Government officials were sought for comment, but none was available as of press time.
The government, however, has started the procurement of new train coaches, with the prototype cars arriving last month. Dalian Locomotive and Rolling Stock Co. won the project in 2013 but was supposed to deliver 48 new cars starting end-2015.
But the start of the staggered delivery will likely be delayed, with the first delivery expected in the first quarter next year.
Once the 48 new coaches come in, MRT 3’s trips per hour will increase from 20 to 24 and translate to a 60-percent rise in passenger traffic per hour, per direction.
This means there will be 37,824 passengers who can avail themselves of the rail service heading one way every hour. Currently, only about 23,640 people ride an MRT service one way every hour. But that number still depends on how many trains are running that day.
Today the rail line’s average daily ridership is already over 560,000, and its highest single-day passenger count is 620,000. It has a rated capacity of 350,000 passengers per day.
Every day passengers complain of long queues caused by the lack of light rail cars, humid coaches and inoperable elevators and escalators.
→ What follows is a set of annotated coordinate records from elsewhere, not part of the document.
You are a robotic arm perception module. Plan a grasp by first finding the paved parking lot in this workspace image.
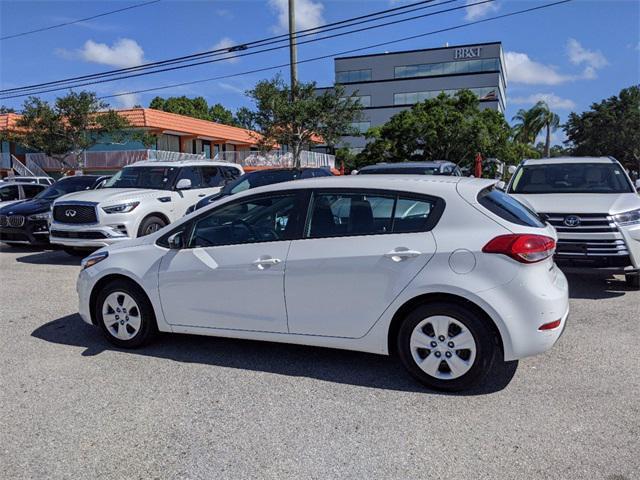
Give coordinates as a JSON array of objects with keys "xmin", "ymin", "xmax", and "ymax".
[{"xmin": 0, "ymin": 247, "xmax": 640, "ymax": 480}]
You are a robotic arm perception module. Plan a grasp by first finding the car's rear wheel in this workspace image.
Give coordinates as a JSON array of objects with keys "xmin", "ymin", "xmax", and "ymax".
[
  {"xmin": 397, "ymin": 303, "xmax": 497, "ymax": 391},
  {"xmin": 138, "ymin": 215, "xmax": 167, "ymax": 237},
  {"xmin": 95, "ymin": 280, "xmax": 157, "ymax": 348},
  {"xmin": 624, "ymin": 273, "xmax": 640, "ymax": 290}
]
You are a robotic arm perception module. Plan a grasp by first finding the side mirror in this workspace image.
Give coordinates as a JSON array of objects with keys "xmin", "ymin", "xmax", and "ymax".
[
  {"xmin": 176, "ymin": 178, "xmax": 191, "ymax": 190},
  {"xmin": 167, "ymin": 232, "xmax": 184, "ymax": 250}
]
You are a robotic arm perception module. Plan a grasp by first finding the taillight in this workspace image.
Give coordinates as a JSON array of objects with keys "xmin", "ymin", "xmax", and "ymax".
[{"xmin": 482, "ymin": 234, "xmax": 556, "ymax": 263}]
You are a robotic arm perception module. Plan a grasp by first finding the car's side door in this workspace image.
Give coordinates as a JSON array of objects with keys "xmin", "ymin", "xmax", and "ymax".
[
  {"xmin": 158, "ymin": 191, "xmax": 303, "ymax": 332},
  {"xmin": 285, "ymin": 189, "xmax": 444, "ymax": 338}
]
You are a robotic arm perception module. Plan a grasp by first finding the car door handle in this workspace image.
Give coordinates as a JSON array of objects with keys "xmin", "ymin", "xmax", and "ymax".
[
  {"xmin": 253, "ymin": 258, "xmax": 282, "ymax": 270},
  {"xmin": 384, "ymin": 247, "xmax": 422, "ymax": 262}
]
These are all caused by the lack of proper maintenance, rehabilitation and upgrades.
‘Obsolete signaling system’
Aside from these problems, the train line also has an obsolete signalling system, Transportation Secretary Joseph Emilio A. Abaya acknowledged. He blamed the private owner of the railway system for its negligence to upgrade the system.
The signaling system for a train line is crucial in preventing the trains from colliding. It maintains a safe distance between trains and controls their speed: issues with its components may result in fewer operating trains and slower travel. Hence, train coaches cannot move forward without it.
He noted, however, that problems arising from the lack of an efficient signaling system “are set to be eliminated soon,” as his office has awarded the signaling system-upgrade project to Bombardier Transportation Signal Ltd.
“This upgrade of an obsolete signaling system, which should have been done by the private sector owner years ago, is crucial in minimizing operational disruptions. This will improve reliability and efficiency of the rail system for the benefit of our passengers,” the Cabinet official said.
Under the P53.37-million contract, Bombardier will replace the existing local control system called MAN 900 with the more contemporary EBI Screen 900—a software with the same functionality as MAN 900, but will allow the use of modern personal computers and fiber optic technology—over the next seven months.
Apart from modernizing the software components, this upgrade will also ensure the availability of spare parts needed for the uninterrupted and efficient operation of Metro Manila’s busiest rail line.
Within the first month of the contract, Bombardier will provide the required hardware upgrades and software licenses; install, test and commission support of the new system; carry out the migration of existing data and functions; and train MRT 3 personnel on proper operation and maintenance.
Bombardier holds exclusive proprietary rights to supply new components, as it designed, developed and implemented the entire MRT 3 signaling system when it was constructed.
To improve the train line, the government is rolling out P9.7 billion worth of projects to fix the ailing railway system.
The government is also spending P4.25 billion for the three-year maintenance and the general overhaul of existing train coaches and the replacement of the system’s signalling system.
The agency targets to award the contract within the fourth quarter this year to enable the latter to take over from the seven multidiscipline contractors currently maintaining the rail line by January 2016.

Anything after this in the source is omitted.